Our analysis focused on exon 19 deletions and exon 21 L858R substitutions. We did not examine other submutations (e.g., exon 20) because of a lack of available data. Additionally, because the most common mutations are in-frame deletions of exon 19 and L858R substitutions in exon 21, we thought that these would be the most clinically relevant [8, 11]. Less common EGFR mutations and complex mutations represent a heterogeneous subgroup of patients, and differences in testing methods used for different studies may also introduce a bias, such as a false-negative result, when analyzing rarer mutations [12]. Although our analysis was based on NSCLC overall, generally most of the patients in the included studies had adenocarcinoma histology. Because of infrequent reporting of actionable mutations in other histologies, current guidelines focus mainly on testing patients with adenocarcinoma and advise that molecular testing is appropriate in NSCLC with nonadenocarcinoma histology when clinical features are atypical or there is an increased likelihood of a targetable mutation [12]. The prevalence of EGFR mutations and submutations may therefore differ between histological subtypes and data availability may be affected by differences in testing patterns and clinical features.

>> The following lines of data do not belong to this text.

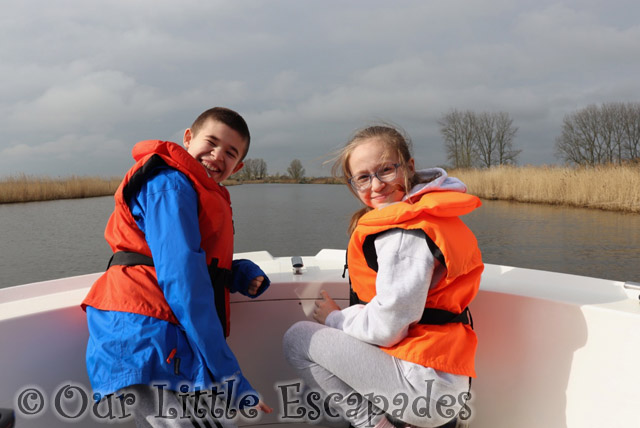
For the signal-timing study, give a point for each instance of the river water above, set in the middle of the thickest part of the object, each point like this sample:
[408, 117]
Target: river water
[48, 240]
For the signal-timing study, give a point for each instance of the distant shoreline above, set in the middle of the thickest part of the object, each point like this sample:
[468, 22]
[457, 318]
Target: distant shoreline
[612, 188]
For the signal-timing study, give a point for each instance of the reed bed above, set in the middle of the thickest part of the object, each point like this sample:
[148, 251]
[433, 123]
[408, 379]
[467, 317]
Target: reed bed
[615, 187]
[24, 188]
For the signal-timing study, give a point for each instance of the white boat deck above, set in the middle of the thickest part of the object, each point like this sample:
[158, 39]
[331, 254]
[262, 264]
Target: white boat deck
[555, 350]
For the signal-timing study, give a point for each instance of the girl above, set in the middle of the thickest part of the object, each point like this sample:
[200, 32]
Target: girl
[403, 353]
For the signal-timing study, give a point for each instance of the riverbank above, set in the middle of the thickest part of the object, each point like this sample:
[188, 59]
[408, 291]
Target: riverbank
[614, 188]
[24, 188]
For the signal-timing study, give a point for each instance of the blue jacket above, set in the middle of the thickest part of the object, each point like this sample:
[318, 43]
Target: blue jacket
[126, 349]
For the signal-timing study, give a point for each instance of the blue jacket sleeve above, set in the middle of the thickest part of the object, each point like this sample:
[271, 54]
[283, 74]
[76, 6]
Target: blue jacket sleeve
[166, 209]
[244, 271]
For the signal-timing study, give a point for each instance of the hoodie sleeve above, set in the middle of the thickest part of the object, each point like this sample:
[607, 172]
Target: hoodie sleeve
[405, 269]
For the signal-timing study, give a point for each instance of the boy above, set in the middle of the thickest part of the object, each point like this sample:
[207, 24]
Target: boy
[158, 316]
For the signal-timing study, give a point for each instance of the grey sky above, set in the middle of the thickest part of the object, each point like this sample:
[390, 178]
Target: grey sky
[82, 81]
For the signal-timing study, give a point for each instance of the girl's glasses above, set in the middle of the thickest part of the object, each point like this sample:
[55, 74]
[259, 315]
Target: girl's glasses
[385, 174]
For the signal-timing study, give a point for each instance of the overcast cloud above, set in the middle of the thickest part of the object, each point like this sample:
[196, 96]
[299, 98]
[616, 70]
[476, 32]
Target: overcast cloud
[82, 81]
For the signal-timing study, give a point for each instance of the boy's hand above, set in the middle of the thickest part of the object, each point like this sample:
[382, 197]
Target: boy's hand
[324, 307]
[255, 285]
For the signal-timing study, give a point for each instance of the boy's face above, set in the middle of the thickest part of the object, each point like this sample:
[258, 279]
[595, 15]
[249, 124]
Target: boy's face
[218, 148]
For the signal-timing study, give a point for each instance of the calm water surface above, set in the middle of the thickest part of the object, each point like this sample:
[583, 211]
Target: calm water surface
[47, 240]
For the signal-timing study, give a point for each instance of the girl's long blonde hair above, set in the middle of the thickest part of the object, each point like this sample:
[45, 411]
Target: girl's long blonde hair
[395, 141]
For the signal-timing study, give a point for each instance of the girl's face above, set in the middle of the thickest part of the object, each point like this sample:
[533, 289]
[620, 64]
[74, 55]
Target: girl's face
[370, 157]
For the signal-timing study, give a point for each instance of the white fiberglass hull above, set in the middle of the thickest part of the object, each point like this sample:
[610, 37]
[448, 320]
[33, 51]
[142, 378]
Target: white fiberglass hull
[554, 350]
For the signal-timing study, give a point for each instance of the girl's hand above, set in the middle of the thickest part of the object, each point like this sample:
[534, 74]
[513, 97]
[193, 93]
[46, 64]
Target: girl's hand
[255, 284]
[324, 307]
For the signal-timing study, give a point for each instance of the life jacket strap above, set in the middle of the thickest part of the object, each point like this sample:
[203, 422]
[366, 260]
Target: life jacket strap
[129, 258]
[430, 316]
[220, 278]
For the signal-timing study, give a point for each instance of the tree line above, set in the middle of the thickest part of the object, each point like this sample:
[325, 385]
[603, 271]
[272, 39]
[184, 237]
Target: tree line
[594, 135]
[478, 139]
[597, 135]
[256, 169]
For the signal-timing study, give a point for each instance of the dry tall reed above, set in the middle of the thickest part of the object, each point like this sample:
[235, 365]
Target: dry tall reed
[614, 187]
[23, 188]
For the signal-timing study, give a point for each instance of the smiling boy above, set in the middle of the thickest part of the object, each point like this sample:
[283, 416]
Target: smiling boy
[159, 315]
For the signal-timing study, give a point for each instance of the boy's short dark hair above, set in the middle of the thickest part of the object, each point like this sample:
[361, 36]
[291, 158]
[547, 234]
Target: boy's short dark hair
[227, 116]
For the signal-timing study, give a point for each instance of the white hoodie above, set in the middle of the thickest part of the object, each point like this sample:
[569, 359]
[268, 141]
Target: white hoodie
[406, 270]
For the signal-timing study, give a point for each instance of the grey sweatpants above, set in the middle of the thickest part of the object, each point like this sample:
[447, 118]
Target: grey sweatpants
[343, 370]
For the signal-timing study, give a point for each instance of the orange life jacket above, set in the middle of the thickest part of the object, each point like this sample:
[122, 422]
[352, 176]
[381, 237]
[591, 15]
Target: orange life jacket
[133, 286]
[449, 347]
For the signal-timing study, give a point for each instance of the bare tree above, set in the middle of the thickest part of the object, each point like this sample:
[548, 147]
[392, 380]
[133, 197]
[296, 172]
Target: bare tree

Understanding EGFR mutation prevalence in different geographic regions is important for physicians who need to make informed decisions for their patients that are based on sound medical evidence of benefit. This information is also critical so that policy and guidelines can be optimally developed to account for the EGFR genetic profile of local populations, which is not only important in resource-limited settings, but also around the globe where there is an increasing emphasis on personalized yet cost-effective practice of care [113,114,115]. This meta-analysis provided a robust and comprehensive overview of EGFR mutation and submutation prevalence, and identified an important covariate (percentage male) that influenced EGFR mutation status in patients with advanced NSCLC worldwide. These data show that despite differences among geographic regions, there is a considerable percentage of patients with either of the main types of actionable mutations (exon 19 deletions and exon 21 L858R substitutions) who could potentially benefit from targeted therapies. Thus, these data support the adoption of widespread routine testing in the advanced setting to improve therapeutic outcomes for these patients.